Women And Literary Celebrity In The Nineteenth Century


Women And Literary Celebrity In The Nineteenth Century
DOWNLOAD
FREE 30 Days

Author : Brenda R. Weber
language : en
Publisher: Routledge
Release Date : 2016-02-11

Women And Literary Celebrity In The Nineteenth Century written by Brenda R. Weber and has been published by Routledge this book supported file pdf, txt, epub, kindle and other format this book has been release on 2016-02-11 with Literary Criticism categories.

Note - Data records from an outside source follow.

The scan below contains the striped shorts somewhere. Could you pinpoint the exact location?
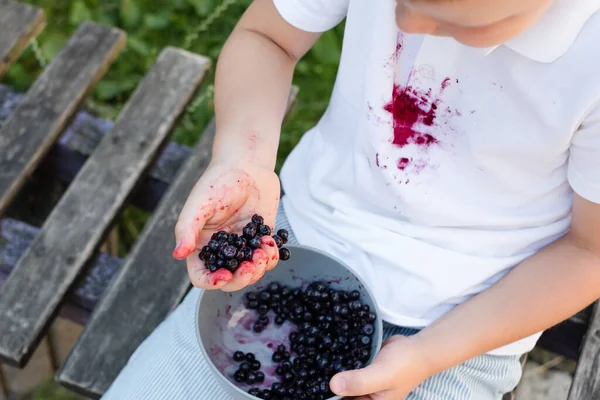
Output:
[102,206,522,400]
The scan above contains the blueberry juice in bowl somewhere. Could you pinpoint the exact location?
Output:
[197,242,382,399]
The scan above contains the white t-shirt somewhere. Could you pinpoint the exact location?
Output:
[275,0,600,354]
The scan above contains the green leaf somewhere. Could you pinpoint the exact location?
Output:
[6,63,34,91]
[144,11,171,30]
[311,31,341,65]
[119,0,142,28]
[40,31,68,60]
[69,0,92,25]
[127,36,150,56]
[188,0,217,17]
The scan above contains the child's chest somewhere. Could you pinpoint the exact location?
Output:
[328,10,600,222]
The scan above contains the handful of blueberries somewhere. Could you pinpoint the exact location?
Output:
[199,214,290,273]
[233,282,376,400]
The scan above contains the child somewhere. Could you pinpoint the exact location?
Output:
[105,0,600,400]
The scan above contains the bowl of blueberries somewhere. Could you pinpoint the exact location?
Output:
[196,215,383,400]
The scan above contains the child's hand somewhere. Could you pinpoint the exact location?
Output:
[330,336,431,400]
[173,163,280,291]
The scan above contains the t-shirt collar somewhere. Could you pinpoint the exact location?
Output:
[483,0,600,63]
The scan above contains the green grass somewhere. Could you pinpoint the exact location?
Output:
[3,0,343,255]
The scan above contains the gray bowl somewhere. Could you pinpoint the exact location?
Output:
[196,245,383,400]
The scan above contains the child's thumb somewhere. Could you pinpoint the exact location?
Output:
[173,204,212,260]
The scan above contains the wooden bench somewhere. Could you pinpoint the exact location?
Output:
[0,0,600,400]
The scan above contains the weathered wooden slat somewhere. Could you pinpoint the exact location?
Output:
[568,302,600,400]
[0,84,191,211]
[0,22,125,219]
[57,90,296,397]
[0,218,122,312]
[0,1,46,77]
[0,214,592,354]
[0,48,209,366]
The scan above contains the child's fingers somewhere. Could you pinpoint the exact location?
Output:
[173,197,214,260]
[222,249,267,292]
[221,261,256,292]
[187,251,233,290]
[250,248,269,285]
[261,236,279,271]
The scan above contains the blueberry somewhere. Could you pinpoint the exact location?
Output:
[250,360,260,371]
[246,371,256,385]
[277,229,289,242]
[227,233,238,244]
[333,304,350,316]
[367,313,377,323]
[262,389,274,400]
[208,240,220,251]
[273,235,283,248]
[258,225,271,236]
[330,292,342,303]
[242,223,256,240]
[267,282,282,294]
[255,371,265,383]
[279,247,290,261]
[233,351,245,362]
[248,236,262,249]
[258,290,271,303]
[271,382,287,396]
[220,244,237,260]
[358,349,370,362]
[283,372,295,383]
[216,231,229,241]
[235,247,252,262]
[232,237,246,249]
[281,358,292,372]
[239,358,252,371]
[316,356,330,369]
[258,304,269,315]
[233,369,248,383]
[360,336,371,346]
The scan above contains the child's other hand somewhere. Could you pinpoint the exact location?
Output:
[330,336,431,400]
[173,162,280,291]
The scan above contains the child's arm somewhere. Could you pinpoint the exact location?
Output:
[173,0,319,291]
[332,195,600,400]
[213,0,320,169]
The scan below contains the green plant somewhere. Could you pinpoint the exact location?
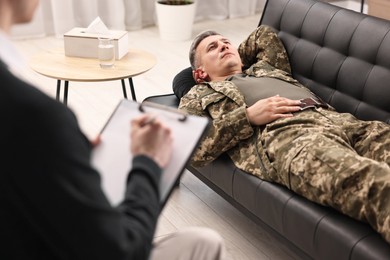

Focusing on representations of women's literary celebrity in nineteenth-century biographies, autobiographical accounts, periodicals, and fiction, Brenda R. Weber examines the transatlantic cultural politics of visibility in relation to gender, sex, and the body. Looking both at discursive patterns and specific Anglo-American texts that foreground the figure of the successful woman writer, Weber argues that authors such as Elizabeth Gaskell, Fanny Fern, Mary Cholmondeley, Margaret Oliphant, Elizabeth Robins, Eliza Potter, and Elizabeth Keckley helped create an intelligible category of the famous writer that used celebrity as a leveraging tool for altering perceptions about femininity and female identity. Doing so, Weber demonstrates, involved an intricate gender/sex negotiation that had ramifications for what it meant to be public, professional, intelligent, and extraordinary. Weber's persuasive account elucidates how Gaskell's biography of Charlotte Brontë served simultaneously to support claims for Brontë's genius and to diminish Brontë's body in compensation for the magnitude of those claims, thus serving as a touchstone for later representations of women's literary genius and celebrity. Fanny Fern, for example, adapts Gaskell's maneuvers on behalf of Charlotte Brontë to portray the weak woman's body becoming strong as it is made visible through and celebrated within the literary marketplace. Throughout her study, Weber analyzes the complex codes connected to transatlantic formations of gender/sex, the body, and literary celebrity as women authors proactively resisted an intense backlash against their own success.



Fictions Of Modesty


Fictions Of Modesty
DOWNLOAD
FREE 30 Days

Author : Ruth Bernard Yeazell
language : en
Publisher: University of Chicago Press
Release Date : 1991-06-25

Fictions Of Modesty written by Ruth Bernard Yeazell and has been published by University of Chicago Press this book supported file pdf, txt, epub, kindle and other format this book has been release on 1991-06-25 with Literary Criticism categories.


Combining evidence from conduct books and ladies' magazines with the arguments of influential theorists like Hume, Rousseau, and Wollstonecraft, this book begins by asking why writers were devoted to the anxious remaking of women's "nature" and to codifying rules for their porper behavior. Fictions of Modesty shows how the culture at once tried to regulate young women's desires and effectively opened up new possibilities of subjectivity and individual choice. Yeazell goes on to demonstrate that modest delaying actions inform a central tradition of English narrative. On the Continent, the English believed, the jeune fille went from the artificial innocence of the convent to an arranged marriage and adultery; the natural modesty of the Englishwoman, however, enabled her to choose her own mate and to marry both prudently and with affection. Rather than taking its narrative impetus from adultery, then, English fiction concentrated on courtship and the consciousness of the young woman choosing. After paired studies of Richardson's Pamela and Cleland's Memoirs of a Woman of Pleasure (even Fanny Hill, Yeazell argues, is a modest English heroine at heart), Yeazell investigates what women novelists made of the virtues of modesty in works by Burney, Austen, Charlotte Bronte, and Gaskell.